From 2004 until 2009, the Google Books Project (GBP) digitized thousands of books from the collection of Harvard University’s library and made them available online. According to Google and proponents of the GBP, digitization would introduce readers to books that they otherwise couldn’t find or obtain, increasing access to and interest in the digitized works. But according to some authors and publishers, the creation of free digital copies would usurp the demand for print copies, undermining an important industry. This dispute was at the heart of a decade of litigation over GBP’s legality. After all of that, who was right?
According to a recent empirical study by economists Abhishek Nagaraj and Imke Reimers, the answer is: both of them. The paper, Digitization and the Demand for Physical Works: Evidence from the Google Books Project, combines data from several sources to reveal some key features about the effects of digitization on dead-tree versions of books. The story they tell suggests that neither of the simple narratives is entirely correct.
Google worked with Harvard to scan books from 2004 to 2009, proceeding in a largely random fashion. The only limitation was that Google only scanned books that had been published prior to 1923, because these works were in the public domain and, thus, could be freely copied. Works published in 1923 or later might still be covered by copyright, so Google chose not to scan those initially. Nagaraj and Reimers obtained from Harvard the approximate dates on which the pre-1923 books were scanned.
Harvard also provided them with the number of times between 2003 and 2011 that a book was checked out of the library. Book loans serve as one of the ways in which consumer demand for books is supplied, so these data enabled the researchers to test whether digitization affected demand for printed versions of works. The researchers also obtained sales data for a sample of approximately 9,000 books that Google digitized, as well as data on the number of new editions of each of these books. With these data, Nagaraj and Reimers engage a difference-in-differences method to compare loans and sales of digitized books to those of non-digitized books, before and after the year in which books were digitized.
If the GBP’s opponents are correct, then digitization should lead to a decrease in loans and sales, as cheaper and more easily accessed digital versions substitute for physical copies of books, especially for consumers who prefer digital to physical copies. According to the substitution theory, consumers basically know which books they want, and if they can get them for free, they will. If GBP’s proponents are correct, by contrast, consumers do not always know which books they want or need, and finding those books can entail substantial search costs.

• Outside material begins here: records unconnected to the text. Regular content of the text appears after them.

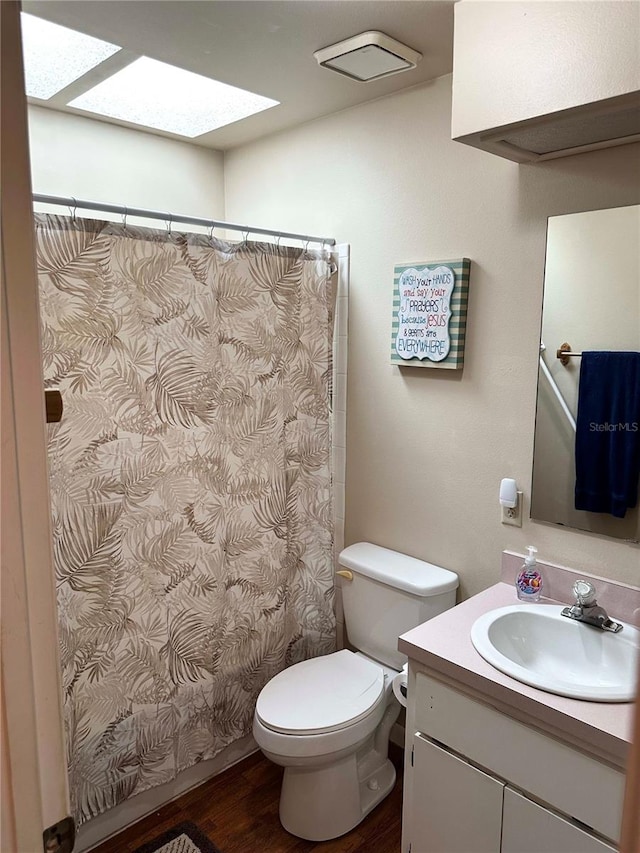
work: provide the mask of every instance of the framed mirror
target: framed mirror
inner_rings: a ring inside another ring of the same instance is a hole
[[[624,518],[575,509],[583,350],[640,351],[640,205],[548,220],[531,492],[537,521],[639,541],[638,505]]]

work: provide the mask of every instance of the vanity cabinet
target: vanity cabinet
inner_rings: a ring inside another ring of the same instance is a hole
[[[612,853],[624,774],[417,671],[403,853]]]

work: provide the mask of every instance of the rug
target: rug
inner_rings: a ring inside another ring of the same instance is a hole
[[[187,820],[136,847],[134,853],[220,853],[220,850],[195,823]]]

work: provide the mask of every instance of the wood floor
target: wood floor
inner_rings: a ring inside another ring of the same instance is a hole
[[[282,768],[256,752],[92,853],[133,853],[184,820],[197,824],[221,853],[399,853],[402,750],[391,744],[389,757],[398,776],[395,788],[359,826],[333,841],[303,841],[282,828],[278,819]]]

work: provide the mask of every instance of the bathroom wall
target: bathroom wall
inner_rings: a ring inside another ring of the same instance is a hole
[[[34,192],[224,217],[219,151],[33,106],[29,107],[29,141]],[[39,205],[37,209],[68,213],[64,207]],[[157,220],[135,221],[165,227]]]
[[[638,547],[528,515],[546,220],[637,203],[640,145],[518,166],[452,142],[450,122],[443,77],[225,156],[227,218],[351,244],[345,541],[453,569],[462,597],[528,544],[637,583]],[[394,264],[462,256],[464,370],[392,367]],[[502,477],[524,490],[522,529],[500,523]]]

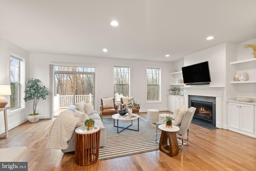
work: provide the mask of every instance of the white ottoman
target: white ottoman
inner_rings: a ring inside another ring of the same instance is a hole
[[[147,121],[156,123],[158,121],[159,111],[156,109],[149,109],[147,114]]]
[[[160,121],[166,118],[166,116],[172,116],[172,115],[171,115],[170,114],[166,114],[166,113],[162,113],[159,115],[159,121]]]

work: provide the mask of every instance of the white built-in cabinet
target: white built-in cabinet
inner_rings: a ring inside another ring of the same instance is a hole
[[[228,103],[228,110],[230,127],[249,133],[256,133],[254,105]]]
[[[167,95],[167,109],[174,112],[175,109],[184,105],[184,97],[180,95]]]

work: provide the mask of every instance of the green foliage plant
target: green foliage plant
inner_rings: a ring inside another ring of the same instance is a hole
[[[172,117],[170,115],[168,115],[168,116],[166,116],[166,118],[164,120],[163,122],[169,122],[170,121],[173,121],[174,120],[174,118]]]
[[[36,105],[40,99],[45,100],[46,96],[49,95],[49,91],[47,90],[47,88],[45,86],[41,86],[38,85],[38,83],[41,82],[38,79],[30,78],[27,80],[26,84],[28,84],[28,86],[25,89],[25,96],[24,99],[25,101],[27,102],[29,100],[33,100],[33,114],[30,114],[30,116],[38,115],[36,113]]]
[[[176,91],[178,89],[180,89],[180,87],[174,87],[173,88],[171,87],[168,91]]]

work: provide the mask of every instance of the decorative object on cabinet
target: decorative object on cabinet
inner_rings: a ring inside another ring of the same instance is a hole
[[[254,54],[254,58],[256,58],[256,44],[246,44],[244,46],[244,48],[251,48],[252,49],[253,52],[252,54]]]
[[[236,97],[236,100],[238,101],[241,101],[243,102],[251,102],[252,101],[253,98],[248,97]]]
[[[241,76],[241,75],[239,73],[237,73],[235,75],[235,81],[237,82],[239,81],[239,77]]]
[[[244,74],[242,74],[241,76],[238,78],[239,81],[245,81],[246,79],[246,78],[244,77]]]
[[[174,87],[173,88],[171,87],[168,91],[172,91],[172,94],[175,95],[176,94],[176,91],[180,89],[180,87]]]
[[[184,95],[184,89],[183,88],[180,88],[178,91],[178,95]]]
[[[244,77],[245,77],[245,81],[247,81],[248,80],[248,74],[246,72],[244,72],[243,73],[243,74],[244,74]]]

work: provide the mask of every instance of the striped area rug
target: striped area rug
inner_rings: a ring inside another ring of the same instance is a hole
[[[116,121],[115,121],[116,125]],[[156,143],[156,126],[149,123],[144,118],[140,117],[139,131],[125,129],[117,133],[116,127],[114,127],[113,119],[104,119],[103,124],[106,129],[106,144],[100,148],[98,160],[119,157],[136,154],[145,153],[159,149],[159,144]],[[127,126],[131,121],[119,121],[119,126]],[[138,120],[133,121],[130,128],[137,130]],[[122,129],[122,128],[120,128]],[[119,131],[120,131],[119,129]],[[158,132],[158,140],[159,141],[161,131]],[[179,146],[182,141],[177,139]]]

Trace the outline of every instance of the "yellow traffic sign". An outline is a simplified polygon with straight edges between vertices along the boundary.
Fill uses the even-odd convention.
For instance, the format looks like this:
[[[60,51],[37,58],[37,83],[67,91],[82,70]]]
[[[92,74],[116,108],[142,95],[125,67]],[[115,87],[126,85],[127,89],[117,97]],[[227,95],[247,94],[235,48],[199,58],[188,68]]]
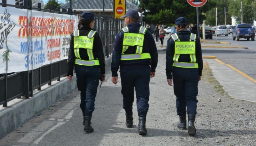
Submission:
[[[114,18],[122,19],[120,17],[125,14],[125,0],[115,0],[114,11]]]

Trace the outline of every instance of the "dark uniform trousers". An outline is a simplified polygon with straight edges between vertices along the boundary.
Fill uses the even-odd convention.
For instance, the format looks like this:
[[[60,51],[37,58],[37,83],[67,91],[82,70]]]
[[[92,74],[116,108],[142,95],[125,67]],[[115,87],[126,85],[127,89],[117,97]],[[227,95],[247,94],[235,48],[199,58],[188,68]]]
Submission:
[[[145,117],[148,110],[150,69],[140,68],[120,69],[123,107],[127,115],[132,114],[134,89],[136,93],[137,110],[139,116]]]
[[[172,80],[176,96],[177,114],[196,114],[196,96],[199,76],[198,69],[173,67]]]
[[[84,116],[92,117],[99,85],[100,67],[76,65],[75,69],[77,88],[81,91],[80,107]]]

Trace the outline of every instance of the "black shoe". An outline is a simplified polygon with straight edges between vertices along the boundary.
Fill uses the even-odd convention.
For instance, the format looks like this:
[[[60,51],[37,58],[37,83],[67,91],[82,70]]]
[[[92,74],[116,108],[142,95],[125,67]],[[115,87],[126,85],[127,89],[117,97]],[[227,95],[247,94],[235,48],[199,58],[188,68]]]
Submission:
[[[93,128],[91,126],[91,119],[92,117],[88,116],[84,116],[84,131],[87,132],[92,132]]]
[[[125,125],[126,127],[128,128],[132,127],[133,124],[133,118],[132,118],[132,115],[127,116],[125,114],[126,116],[126,121],[125,122]]]
[[[84,119],[84,121],[83,122],[83,125],[85,125],[85,119]]]
[[[177,125],[177,127],[181,130],[187,129],[187,121],[186,120],[186,115],[179,115],[180,117],[180,122]]]
[[[139,117],[139,134],[142,135],[147,135],[147,131],[146,129],[146,117]]]
[[[196,119],[196,115],[193,114],[188,115],[188,135],[190,136],[194,135],[196,134],[196,129],[194,125],[194,122]]]

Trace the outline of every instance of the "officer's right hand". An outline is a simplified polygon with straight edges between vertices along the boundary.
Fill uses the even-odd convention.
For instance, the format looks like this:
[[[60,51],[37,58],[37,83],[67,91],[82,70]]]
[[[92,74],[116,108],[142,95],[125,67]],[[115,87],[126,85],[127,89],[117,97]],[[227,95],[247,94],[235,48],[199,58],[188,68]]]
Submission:
[[[114,84],[117,84],[117,77],[112,77],[112,83]]]
[[[171,86],[172,86],[172,79],[167,79],[167,82],[169,85]]]
[[[70,81],[72,81],[72,76],[71,75],[69,76],[66,76],[66,77],[67,77],[68,79],[68,80]]]

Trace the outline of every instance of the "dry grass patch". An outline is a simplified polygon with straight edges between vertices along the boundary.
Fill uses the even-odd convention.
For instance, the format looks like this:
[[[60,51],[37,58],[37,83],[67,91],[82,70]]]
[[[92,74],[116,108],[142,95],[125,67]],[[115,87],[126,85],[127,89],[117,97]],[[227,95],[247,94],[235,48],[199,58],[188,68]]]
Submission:
[[[213,84],[214,85],[214,88],[216,91],[220,92],[222,94],[230,97],[223,88],[223,86],[214,78],[212,74],[212,69],[210,68],[208,62],[207,61],[204,61],[203,66],[204,69],[203,70],[202,76],[206,80],[205,82],[207,83]]]

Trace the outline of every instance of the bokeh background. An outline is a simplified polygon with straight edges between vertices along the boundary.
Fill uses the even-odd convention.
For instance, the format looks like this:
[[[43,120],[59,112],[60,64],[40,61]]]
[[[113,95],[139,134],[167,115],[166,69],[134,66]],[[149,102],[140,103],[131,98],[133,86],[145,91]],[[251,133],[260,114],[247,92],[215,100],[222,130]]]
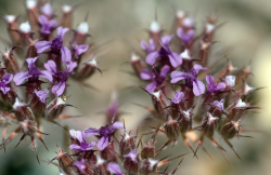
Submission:
[[[24,0],[1,0],[0,14],[20,15],[20,22],[27,19]],[[224,55],[232,63],[241,68],[243,65],[253,62],[253,73],[249,84],[255,88],[267,86],[256,93],[258,106],[262,109],[259,113],[249,115],[243,123],[244,127],[264,131],[263,133],[249,133],[255,138],[241,138],[232,140],[243,161],[240,161],[232,150],[218,138],[219,143],[227,149],[227,156],[233,167],[231,167],[222,154],[208,142],[205,147],[211,153],[212,160],[201,150],[199,159],[193,159],[192,154],[186,156],[181,169],[177,174],[186,175],[269,175],[271,172],[271,1],[268,0],[53,0],[52,5],[60,16],[62,4],[80,4],[74,12],[73,28],[83,22],[87,13],[87,22],[90,26],[89,42],[103,44],[102,50],[96,53],[100,69],[103,77],[95,73],[88,80],[88,83],[99,89],[99,92],[82,88],[69,81],[68,103],[77,107],[65,110],[65,113],[82,115],[83,118],[60,121],[69,129],[83,130],[86,127],[99,127],[105,122],[105,116],[98,113],[109,105],[112,93],[117,92],[120,110],[126,115],[125,119],[128,130],[136,129],[147,116],[147,111],[131,103],[152,106],[151,98],[141,90],[130,88],[144,85],[140,81],[122,72],[131,71],[130,65],[122,65],[129,60],[131,51],[140,51],[139,41],[147,39],[145,28],[154,21],[156,9],[158,22],[169,35],[175,19],[175,10],[182,10],[189,16],[195,17],[196,29],[199,32],[207,15],[216,13],[219,22],[227,22],[216,32],[216,40],[219,41],[214,49],[230,48]],[[5,24],[0,22],[0,36],[8,39]],[[4,43],[0,50],[3,51]],[[221,55],[223,57],[223,55]],[[90,58],[90,57],[89,57]],[[86,60],[88,57],[86,57]],[[129,88],[129,89],[127,89]],[[49,133],[44,142],[49,152],[38,143],[38,154],[40,160],[47,161],[55,157],[56,144],[64,147],[63,136],[65,132],[43,121],[43,130]],[[9,133],[12,127],[9,129]],[[166,137],[158,136],[158,139],[166,142]],[[57,167],[42,162],[38,164],[34,152],[28,149],[29,139],[23,142],[14,149],[18,138],[15,138],[9,146],[7,153],[0,152],[1,175],[56,175]],[[194,146],[195,147],[195,144]],[[178,151],[184,153],[189,149],[180,140],[176,147],[167,150],[169,153]],[[171,163],[173,169],[177,162]]]

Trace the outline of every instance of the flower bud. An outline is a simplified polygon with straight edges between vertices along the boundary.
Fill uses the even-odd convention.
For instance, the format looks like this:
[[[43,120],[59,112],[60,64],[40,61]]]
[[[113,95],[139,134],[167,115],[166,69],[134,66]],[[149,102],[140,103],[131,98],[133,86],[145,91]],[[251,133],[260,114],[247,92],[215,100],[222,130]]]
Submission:
[[[142,159],[147,159],[147,158],[153,158],[155,157],[155,146],[154,146],[154,138],[149,140],[143,148],[141,149],[141,158]]]
[[[138,55],[132,53],[131,65],[132,65],[132,68],[134,70],[136,75],[140,78],[140,73],[142,72],[142,70],[144,68],[146,68],[145,63],[142,59],[140,59],[140,57]]]
[[[108,162],[117,162],[113,136],[111,137],[111,142],[107,145],[107,147],[101,151],[101,157],[102,157],[102,159],[104,159]]]
[[[90,36],[88,32],[89,32],[89,25],[87,22],[82,22],[77,27],[74,41],[77,42],[77,44],[79,45],[83,44],[87,37]]]
[[[31,109],[25,103],[21,102],[18,98],[16,98],[15,103],[13,104],[13,112],[18,122],[23,122],[25,120],[35,121],[35,116]]]
[[[13,31],[13,30],[18,30],[18,23],[17,23],[18,16],[4,15],[3,18],[8,25],[7,28],[12,29],[12,30],[8,30],[8,31],[9,31],[9,36],[11,37],[11,40],[13,42],[13,45],[18,45],[21,43],[21,36],[20,36],[20,33]]]
[[[171,116],[168,117],[168,120],[165,124],[165,133],[168,139],[176,140],[180,134],[180,127],[177,120],[173,120]]]
[[[128,154],[125,154],[124,167],[127,170],[129,174],[137,174],[139,171],[139,156],[138,150],[134,149],[130,151]]]
[[[125,134],[119,143],[120,156],[124,157],[125,154],[128,154],[130,151],[134,150],[136,145],[136,137],[131,137],[130,134],[125,131]]]
[[[206,136],[212,136],[215,130],[217,129],[219,118],[212,117],[209,112],[207,112],[207,116],[203,119],[203,123],[201,125],[202,131]]]
[[[94,166],[94,174],[95,175],[111,175],[111,173],[106,169],[105,161],[99,154],[96,154],[96,164]]]
[[[90,78],[95,70],[101,70],[98,68],[95,58],[92,58],[90,62],[81,64],[77,71],[73,75],[73,78],[76,80],[86,80]]]
[[[149,159],[144,159],[141,161],[141,167],[140,167],[140,172],[143,175],[149,175],[151,173],[154,173],[157,169],[157,164],[159,161],[154,160],[152,158]]]
[[[37,122],[33,121],[33,120],[24,120],[22,122],[18,122],[20,127],[22,130],[22,132],[26,135],[34,135],[38,127],[37,127]]]
[[[62,111],[64,110],[64,108],[66,106],[70,106],[68,104],[66,104],[66,97],[55,97],[48,106],[47,106],[47,110],[46,110],[46,118],[48,120],[53,120],[55,118],[57,118]]]
[[[79,171],[74,165],[73,159],[69,157],[68,153],[64,152],[59,146],[57,146],[59,152],[56,153],[56,157],[52,159],[48,164],[50,164],[53,160],[57,160],[60,163],[61,170],[66,174],[79,174]]]
[[[13,54],[13,50],[16,48],[18,46],[13,46],[10,49],[10,51],[5,51],[5,53],[2,53],[4,67],[7,68],[8,72],[13,75],[20,72],[17,60]]]
[[[159,115],[160,118],[166,120],[169,113],[167,109],[169,104],[166,96],[162,91],[154,92],[151,95],[155,111]]]
[[[61,26],[70,28],[73,9],[67,4],[62,6]]]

Digitization reduces the costs of discovering books and will lead some consumers to demand physical copies of those books.
Nagaraj and Reimers find that digitization reduces the probability that a book will be borrowed from the library by 6.3%, reducing total library loans for digitized books by about 36%. Thus, some consumers who can get free and easy digital access choose it over physical access. The figures for marketwide book sales are, however, reversed. Digitization increases market-wide sales by about 35% and the probability of a book make at least one sale by 7.8%. Accordingly, some consumers are finding books they otherwise wouldn’t have and are purchasing physical copies of them.
To further explore these effects, Nagaraj and Reimers disaggregate the data into popular and less popular books, and here the effects are starker. For little known works, digitization drastically decreases the costs of discovering new titles, and consumers purchase them at a 40% higher rate than non-digitized books. Discovery benefits trump substitution costs. But for popular works, where digitization does little to increase discovery of new works, sales drop by about 10%, suggesting substantial cannibalization.1
What do these findings mean for copyright law and policy? One implication is that substitution effects may not be that great for many works even when the whole work is available. Thus, the substitutionary effect of Google’s “snippet view,” which shows only about 20% of a work should be much smaller still. Also, it’s important to realize that these data help prove that otherwise forgotten or “orphan” works still have substantial value, if only people can find them. Consumers were willing to pay for less popular works, once they discovered their existence.
Ultimately, however, because the data does not tell a simple story, they may not be able to move the legal debate much. The study confirms both publishers’ fears about the works they care the most about (popular works) and GBP’s proponents’ hopes about the works they care the most about (orphan works). One possibility, however, is that we may see a more sophisticated approach to licensing works for digitization. Publishers may be more willing to allow Google or others to digitize unpopular works cheaply or for free, while choosing to release popular titles only in full price editions. This could provide the access that many people want to see while enabling publishers to stay in business.
- I find one of the authors’ robustness checks uncompelling. They consider the effect of digitization using the 1923 public domain date as a discontinuity to look for differences in loans and sales. The periods they consider for loans and sales are 2003-04 and 2010-11. They find that relative to 2003-04, post-1923 were loaned more often in 2010-11, and that relative to the earlier period, post-1923 were sold less often in the later period. I doubt the explanation, because the recession of 2008 occurred between the two periods, substantially decreasing consumers’ willingness to pay for works, and thus, increasing their willingness to borrow them. Because post-1923 books are more expensive that pre-1923 books, a change in consumer willingness-to-pay would produce exactly the results that the authors demonstrate.